Wednesday, June 30, 2010

How to Be Perfectly Miserable


It's not all fun and games around here. In fact, it's not any fun and games around here. Let's get down to business; I'm kind of an expert, and I have a lot of ground to cover.

1. Develop your sense of entitlement.
Constantly reflect on the things society, God, family, and friends owe you. If you're on the fence about any particular thing, count it. You don't have to be right; you just have to be sure. Start your day with a few minutes meditation on all the things others need to do for you. End your day by reflecting on all the ways those in your life have disappointed you and failed your expectations.


2. Never forgive nor forget.
Now that others are constantly disappointing you, hold grudges like playing cards--fan them out wide so you can always see them and keep them close to your heart. Why should you stop being bothered by something today just because it happened in the past? Every offense against you can be carried like an arrow in the quiver, and you may need the ammunition later on when someone asks you for a favor, addresses one of your flaws, or tries to redeem himself. Be vigilant; people have a nasty habit of trying to improve themselves despite being horrible.
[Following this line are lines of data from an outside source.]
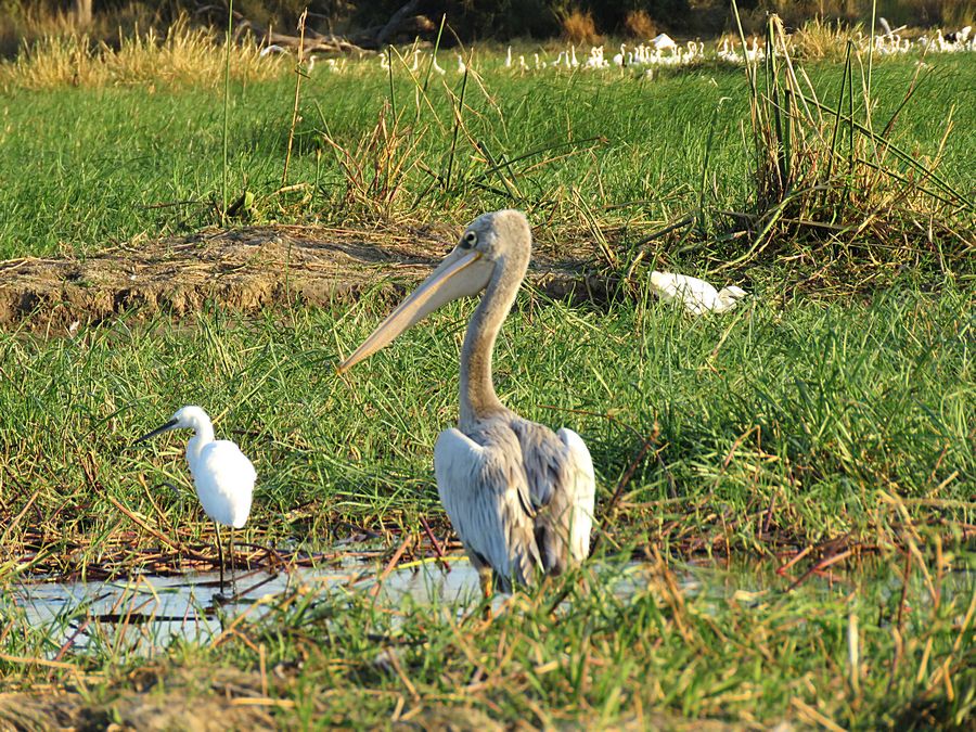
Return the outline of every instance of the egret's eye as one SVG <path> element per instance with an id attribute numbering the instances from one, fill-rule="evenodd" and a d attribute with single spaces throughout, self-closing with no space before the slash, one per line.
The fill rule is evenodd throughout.
<path id="1" fill-rule="evenodd" d="M 470 249 L 475 244 L 478 243 L 478 235 L 473 231 L 465 231 L 464 235 L 461 237 L 461 243 L 458 244 L 462 249 Z"/>

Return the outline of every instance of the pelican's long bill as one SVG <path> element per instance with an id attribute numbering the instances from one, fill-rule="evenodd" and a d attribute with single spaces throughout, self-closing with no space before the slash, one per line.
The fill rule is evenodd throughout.
<path id="1" fill-rule="evenodd" d="M 338 372 L 348 371 L 389 345 L 403 331 L 442 305 L 459 297 L 476 295 L 488 284 L 493 269 L 495 265 L 484 259 L 480 252 L 455 248 L 431 273 L 431 277 L 373 331 L 352 356 L 338 365 Z"/>
<path id="2" fill-rule="evenodd" d="M 166 424 L 164 424 L 162 427 L 156 427 L 156 428 L 153 429 L 151 433 L 145 434 L 145 435 L 143 435 L 142 437 L 140 437 L 139 439 L 137 439 L 137 440 L 133 442 L 133 445 L 139 445 L 140 442 L 144 442 L 144 441 L 147 440 L 147 439 L 152 439 L 152 438 L 155 437 L 156 435 L 162 435 L 164 432 L 169 432 L 170 429 L 172 429 L 174 427 L 176 427 L 176 425 L 177 425 L 177 421 L 176 421 L 176 420 L 170 420 L 169 422 L 167 422 Z"/>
Don't be suckered into believing others can change or that you might be wrong about them--if you let up for one moment, they may escape out from under your thumb. Take offense where none was intended. Feed your paranoia. And never miss a chance to make assumptions that reflect poorly on the intentions of others.

3. Compare Yourself to Others.
Match your best qualities to the worst qualities of others. This will reassure you that you are better than everyone else, thus strengthening your sense of entitlement and justifying your grudges. If you come up against someone who manages to outshine you, reverse your strategy and compare your worst attributes to their best attributes. This will make you feel terribly bad about yourself, and that will make hating them easier, which will also keep the fires of entitlement and resentment burning.

4. But Do Not Think of Others.
Here is where it can get complicated. While you are encouraged to think about grudges and traits, don't get caught up thinking about the people behind the disgruntlements and attributes. Thinking of others can lead to losing your sense of entitlement. Being perfectly miserable is a balancing act and there are a lot of ways to find yourself accidentally happy--don't lean so far toward other people that you can no longer stay self-centered.

Accidental moments of happiness will occur most frequently when you are focused on family, friends, or neighbors. If you ever find yourself losing your balance, return to center by asking, "What's in this for me?"

5. Isolate Yourself.
If you fill your house with stuff and things, you will have no need for people. Spend as much time as possible alone watching TV, surfing the internet, playing video games, or reading celebrity gossip magazines. When a human calls you, let them go to voice mail.

If those around you relentlessly try to break your isolation, then use impersonal means of communication to placate them---catch up with friends on a social networking site instead of in real life, or reply via text message. When you must interact with others, do it in the most dehumanizing way possible---see if you can strip people of facial expressions, body language, tone, and other cues that might make them relatable. Once you allow an individual to become a human, you run the risk of identifying and even (shudder) sympathizing with her. This will make steps 1-4 much more difficult. If you find yourself getting caught up in humanizing others, try using people as objects. Philandering can be helpful here. Have a relationship with a man because of his income, or be intimate with a woman strictly because of her body. Stereotypes can only help. Staying shallow avoids entanglement.


6. Avoid Dealing with Problems.
This is the sister principle to personal isolation. Dealing with problems can lead to forgiveness, improvement, relief, and other positive feelings. Never respond to a voice message unless you have to. If you get something in the mail that needs your attention or might inconvenience you, throw it away--you won't have to deal with it once it's in the garbage. Ignore bills, duck responsibility, don't clean up after yourself, etc. If it sounds, smells, or looks like work, hide from it. If you cannot hide, start by doing the least you can.

If someone does something you do not like, don't address the problem. Let it fester. If that person insists on talking, make him disposable---block him from your phone, filter his emails, pretend your not at home when he stops by, etc. Eat the orange and throw out the peel--once you've gotten all you want from another, the moment a relationship becomes difficult instead of fun, toss it out of your life.

7. Lose Your Freedom.
The ability to choose and to act for yourself can be dangerous, because you never know when it might lead to a feeling of accomplishment. Be creative. We all know people who are slaves to debt, drugs, and alcohol. These are good places to start, but there are so many other ways to bind yourself in chains.

Make it a point to avoid education and hold to ignorance. Assume your political party is always right, and let it make up your mind for you lest you should be open to new ideas. Try being overweight and out of shape. A pornography or sex addiction can be particularly helpful, because it limits autonomy and dehumanizes others. Don't keep a regular sleeping schedule so you can be tired all the time. Not only will this help to prevent you from leaving the house, helping others, or doing work, but you typically make your worst decisions when you're tired, and a miserable life is built one bad decision at a time.

Perfection in any area isn't easy to achieve, but you may only be seven steps away from being perfectly miserable. And then won't life be great?